Better known around Singleton as Billy Swan, William Frances enlisted for service in the Australian Imperial Force in March 1917, claiming to have been born in New Zealand. He was in fact an Aboriginal man from Singleton in New South Wales, with deep ties to the Singleton Mission Home.
Until May 1917, the Defence Act exempted those “not substantially of European origin or descent” from enlistment. Advice in a military recruiting handbook from 1914 clarified the position, stating, “Aborigines and half-castes are not to be enlisted. This restriction is to be interpreted as applying to all coloured men.”
Despite this, many Indigenous men enlisted and served. The backgrounds of those who did not live in a traditional environment, or who had been raised in white households, for example, could be overlooked by recruiters. Claiming to be from New Zealand was a well-recognised strategy for evading enlistment restrictions.
Having successfully enlisted, Frances left Australia on 10 May 1917, joined a training battalion in England, and was allocated to the 36th Battalion. After training, he arrived on the Western Front to replenish the troop numbers lost in battles in the Ypres Sector.
Following an attack on the 36th Battalion on 26 April 1918, the local paper in Singleton reported, “an aboriginal soldier, Private William Francis (better known here as ‘Billy Swan’), has been gassed and classed ‘wounded’, while fighting in France.”
After his recovery, Frances returned to active duty with the 34th Battalion in August, tasked with defending the approach to Amiens around Villers-Bretonneux. Amid fierce fighting, Frances was again wounded on 26 August.
Released back to his unit in November 1918, five days after the Armistice, Frances was discharged. Twice wounded in action, he had been involved in climactic battles that resisted the final German assault before securing allied victory.
Whatever equality Frances found on the Western Front, however, would not return home with him. By the time Frances arrived home in July 1919, both his sons had been seized by the state.

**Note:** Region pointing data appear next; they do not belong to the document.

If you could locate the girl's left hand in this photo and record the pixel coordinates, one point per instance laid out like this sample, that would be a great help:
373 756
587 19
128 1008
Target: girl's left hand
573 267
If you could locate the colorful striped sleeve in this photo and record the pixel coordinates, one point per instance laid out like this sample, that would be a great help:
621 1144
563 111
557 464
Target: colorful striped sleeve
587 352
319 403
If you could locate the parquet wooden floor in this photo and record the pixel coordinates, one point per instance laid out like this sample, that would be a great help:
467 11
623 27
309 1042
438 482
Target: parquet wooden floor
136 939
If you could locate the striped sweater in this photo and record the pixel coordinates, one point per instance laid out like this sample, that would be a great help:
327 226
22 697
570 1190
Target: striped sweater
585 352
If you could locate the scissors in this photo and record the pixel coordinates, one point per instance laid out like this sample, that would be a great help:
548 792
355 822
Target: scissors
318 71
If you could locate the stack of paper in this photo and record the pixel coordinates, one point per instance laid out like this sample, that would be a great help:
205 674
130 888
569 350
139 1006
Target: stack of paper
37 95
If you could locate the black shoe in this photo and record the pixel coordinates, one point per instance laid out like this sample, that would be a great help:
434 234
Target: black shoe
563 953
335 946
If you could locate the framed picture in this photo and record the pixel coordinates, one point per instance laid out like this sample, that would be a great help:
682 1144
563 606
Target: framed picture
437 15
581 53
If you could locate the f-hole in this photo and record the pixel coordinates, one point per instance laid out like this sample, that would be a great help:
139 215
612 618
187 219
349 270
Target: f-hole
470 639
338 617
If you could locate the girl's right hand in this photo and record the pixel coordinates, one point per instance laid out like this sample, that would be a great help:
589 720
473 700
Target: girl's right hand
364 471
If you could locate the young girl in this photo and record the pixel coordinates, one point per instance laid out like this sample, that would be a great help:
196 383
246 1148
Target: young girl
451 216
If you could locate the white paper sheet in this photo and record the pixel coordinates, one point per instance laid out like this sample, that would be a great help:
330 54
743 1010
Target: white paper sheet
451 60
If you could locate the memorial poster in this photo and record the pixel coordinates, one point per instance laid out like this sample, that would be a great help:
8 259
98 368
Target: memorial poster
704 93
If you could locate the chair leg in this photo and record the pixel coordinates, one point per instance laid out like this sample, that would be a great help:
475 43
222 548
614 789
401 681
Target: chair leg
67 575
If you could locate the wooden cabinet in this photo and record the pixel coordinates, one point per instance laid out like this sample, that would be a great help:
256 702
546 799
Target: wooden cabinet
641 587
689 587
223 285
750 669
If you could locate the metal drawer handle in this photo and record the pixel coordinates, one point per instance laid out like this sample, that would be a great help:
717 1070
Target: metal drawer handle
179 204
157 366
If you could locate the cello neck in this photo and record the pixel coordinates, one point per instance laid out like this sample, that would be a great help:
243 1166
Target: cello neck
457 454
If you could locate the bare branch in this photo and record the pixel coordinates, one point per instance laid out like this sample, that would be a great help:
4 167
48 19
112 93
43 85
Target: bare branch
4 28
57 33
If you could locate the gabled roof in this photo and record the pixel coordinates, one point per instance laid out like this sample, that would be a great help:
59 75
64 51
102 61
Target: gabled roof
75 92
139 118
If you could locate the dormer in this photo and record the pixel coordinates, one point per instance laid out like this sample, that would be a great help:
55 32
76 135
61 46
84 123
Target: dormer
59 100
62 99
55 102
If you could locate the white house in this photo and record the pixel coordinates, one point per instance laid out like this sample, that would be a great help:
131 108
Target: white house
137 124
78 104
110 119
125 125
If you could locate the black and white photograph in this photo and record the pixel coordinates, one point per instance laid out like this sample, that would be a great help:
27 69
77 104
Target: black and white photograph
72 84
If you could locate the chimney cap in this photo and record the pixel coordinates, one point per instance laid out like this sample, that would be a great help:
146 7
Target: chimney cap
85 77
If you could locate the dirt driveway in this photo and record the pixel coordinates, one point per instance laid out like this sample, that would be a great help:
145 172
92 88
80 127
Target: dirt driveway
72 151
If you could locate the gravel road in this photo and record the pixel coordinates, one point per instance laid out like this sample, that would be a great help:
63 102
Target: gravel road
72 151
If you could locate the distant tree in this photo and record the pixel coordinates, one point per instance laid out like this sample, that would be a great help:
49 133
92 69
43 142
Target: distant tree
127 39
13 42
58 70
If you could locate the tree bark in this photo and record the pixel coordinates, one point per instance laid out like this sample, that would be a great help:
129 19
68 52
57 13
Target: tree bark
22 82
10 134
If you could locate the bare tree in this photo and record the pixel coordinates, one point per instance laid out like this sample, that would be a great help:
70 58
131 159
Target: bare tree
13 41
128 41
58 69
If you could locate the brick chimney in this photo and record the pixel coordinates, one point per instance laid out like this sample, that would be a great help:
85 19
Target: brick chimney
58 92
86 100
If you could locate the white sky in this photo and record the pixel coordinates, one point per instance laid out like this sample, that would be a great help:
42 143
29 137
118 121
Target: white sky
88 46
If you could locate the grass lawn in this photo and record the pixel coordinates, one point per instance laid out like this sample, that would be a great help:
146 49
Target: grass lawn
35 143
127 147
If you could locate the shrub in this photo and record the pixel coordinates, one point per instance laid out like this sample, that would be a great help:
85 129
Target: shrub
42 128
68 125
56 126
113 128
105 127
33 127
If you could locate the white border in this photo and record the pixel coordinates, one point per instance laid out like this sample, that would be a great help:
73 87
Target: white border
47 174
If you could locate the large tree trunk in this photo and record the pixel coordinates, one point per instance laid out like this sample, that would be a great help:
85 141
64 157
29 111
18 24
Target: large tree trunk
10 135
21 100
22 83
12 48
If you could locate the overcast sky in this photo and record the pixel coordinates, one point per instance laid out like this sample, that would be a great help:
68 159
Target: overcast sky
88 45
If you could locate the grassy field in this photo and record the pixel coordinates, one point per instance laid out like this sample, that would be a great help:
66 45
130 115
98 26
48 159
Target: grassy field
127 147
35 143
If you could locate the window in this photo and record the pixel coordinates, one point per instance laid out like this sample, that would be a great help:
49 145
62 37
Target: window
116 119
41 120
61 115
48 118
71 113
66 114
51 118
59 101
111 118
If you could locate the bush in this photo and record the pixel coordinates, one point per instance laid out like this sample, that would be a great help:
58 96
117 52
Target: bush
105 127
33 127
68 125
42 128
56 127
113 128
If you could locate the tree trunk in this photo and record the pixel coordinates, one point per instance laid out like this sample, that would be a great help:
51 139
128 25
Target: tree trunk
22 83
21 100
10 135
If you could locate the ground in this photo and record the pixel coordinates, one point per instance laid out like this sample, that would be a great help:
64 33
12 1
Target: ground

While he was at war, the Singleton Mission Home had been taken over by the Aborigine Protection Board, which had powers over all Aboriginal children in New South Wales. The board began removing children from their families and placing them in the Singleton Aboriginal Mission.
Frances’s sons, Arthur and Eric, were two of the children already living in the mission. Arthur had entered the home at the age of 8, having come “from the Aboriginal Reserve at Mt Olive, also known as St Clair just outside Singleton – under the care of Aboriginal Inland Mission”. Arthur’s younger brother, Eric, was noted as having Indigenous family living in the area: Wonnarua Country.
In February 1918, Arthur, then 14 years old, was removed from the Mission Home by the Aborigines Protection Board, separated from his brother and placed under control of the State Children’s Relief Board. Arthur spent three months at the Farm Home at Mittagong, while Eric remained at the Singleton Mission Home. In May, Arthur returned to the Mission Home, while Eric was surrendered to the Depot at Oxford Street in Paddington with instructions for his mother not to be given his address.
William Frances’s experience was not unique.
Yorta Yorta man Jack Patten, an outspoken and widely recognised interwar Indigenous activist, enlisted in the Second Australian Imperial Force in December 1939. Private Patten left Australia for the Middle East with the 6th Division in February 1940. One of the Black Rats of Tobruk, he was discharged in 1942 with shrapnel damage to his knees. After the war, while camping on the Clarence River between Grafton and Baryulgil, six of Patten’s seven children were stolen by the Aborigines Protection Board.